The council adopted that goal in 2007 because the city faced a high level of employee turnover. At that time — before the recession really hit — the city expected to lose 20 percent of our workforce in less than five years due to retirements. In addition, some positions were difficult to fill. For some positions the city was able to fill the vacancy yet the employee left after a short period of time. In one position, we had four different people fill the job in only five years.

Turnover is expensive. It costs money to hire people. For some positions, the cost might be modest, but for some jobs, it's very expensive to recruit. Additionally, while a job is vacant, the work often doesn't get done. Last but no means least, when an experienced employee leaves, we usually lose institutional knowledge, and we always lose people who understand the political context.

A Class and Compensation study looks at how jobs are valued within a labor market. The draft study completed for the City of Ashland shows that some city employees are underpaid and other employees are overpaid in our labor market.

The goal of the city's salary plan is to pay as much as needed — and no more — to keep good employees. The citizens of Ashland depend on the city to supply services not provided by the private sector, and many of those services require specialized technical skills.

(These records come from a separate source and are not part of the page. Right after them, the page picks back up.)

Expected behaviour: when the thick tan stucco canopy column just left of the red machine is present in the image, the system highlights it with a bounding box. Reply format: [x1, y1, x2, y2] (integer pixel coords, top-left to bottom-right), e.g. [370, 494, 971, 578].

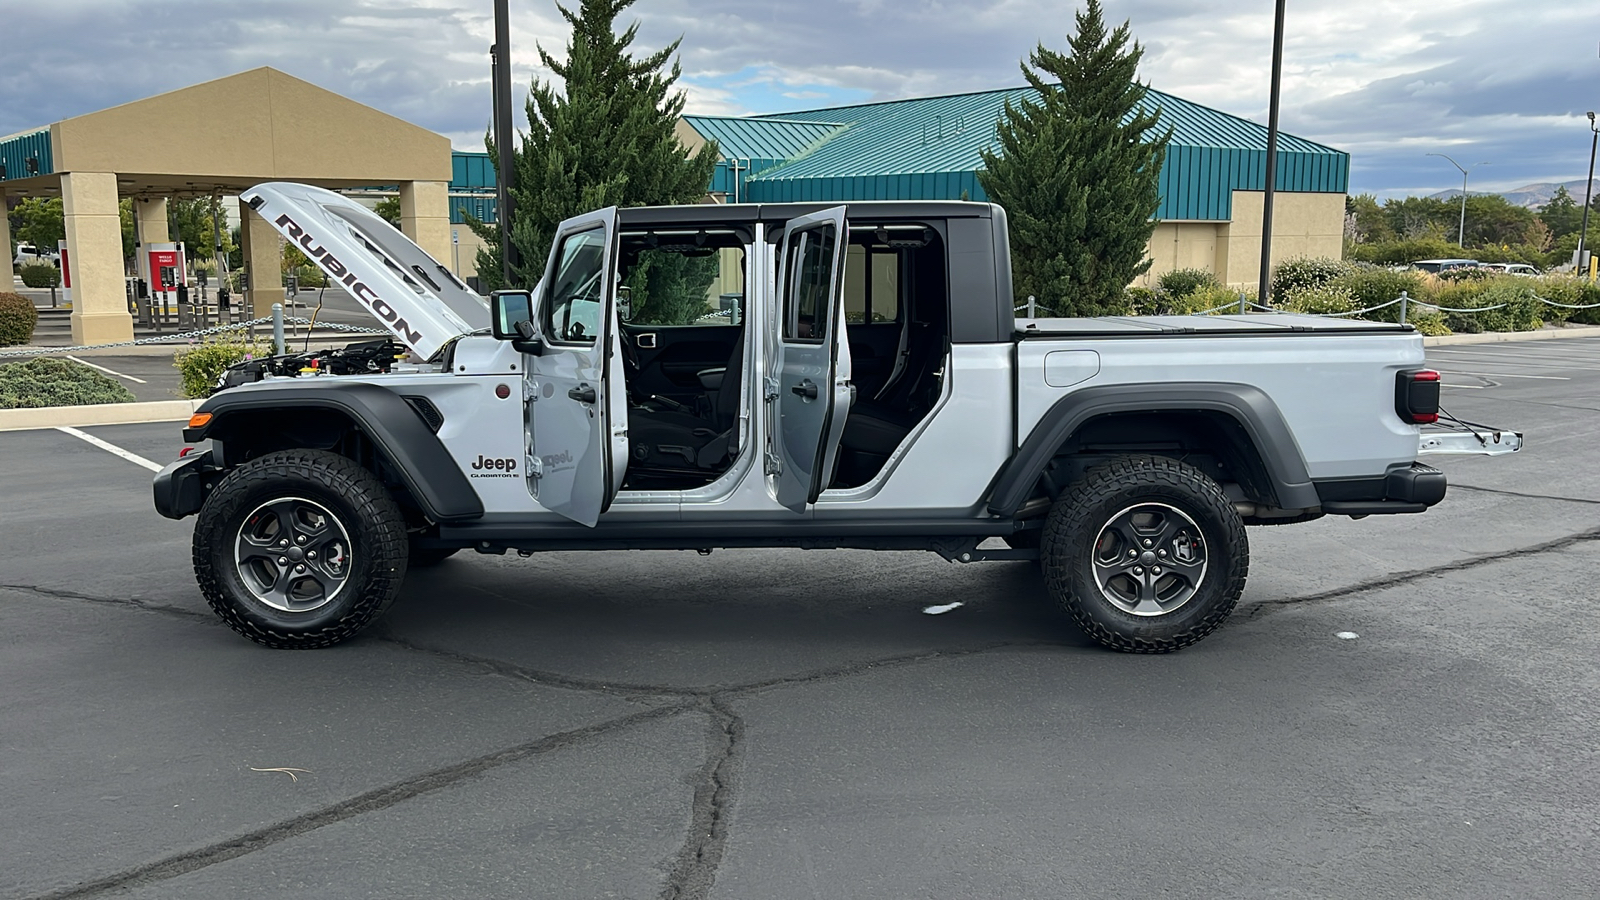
[61, 171, 133, 344]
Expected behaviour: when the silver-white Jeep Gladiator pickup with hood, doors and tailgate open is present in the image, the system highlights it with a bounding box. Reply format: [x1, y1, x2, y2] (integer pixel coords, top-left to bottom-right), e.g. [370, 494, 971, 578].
[155, 184, 1522, 652]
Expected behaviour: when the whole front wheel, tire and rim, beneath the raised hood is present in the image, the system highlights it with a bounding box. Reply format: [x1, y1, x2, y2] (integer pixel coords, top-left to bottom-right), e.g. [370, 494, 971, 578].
[194, 450, 408, 649]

In implementing the study, the current recession poses a challenge and an opportunity. On the one hand, the city must be aware that Ashland residents are hurting economically. Several council members have already said that they don't want to use layoffs or tax increases to pay for salaries.

On the other hand, the recession gives us some time to gradually phase in the study — likely over a three- to five-year period. People who are paid "too much" in the labor market will have their salaries frozen, and people who are paid "too little" can have small salary adjustments as the city can afford it.

City staff is working on different options for the City Council to consider at its meeting on April 6, 2010. In the meantime, anyone who wants to learn more can find much more about the Council Goal and the Classification and Compensation Study can visit www.ashland.or.us/Page.asp?NavID=12697.

Martha Bennett is Ashland's city administrator.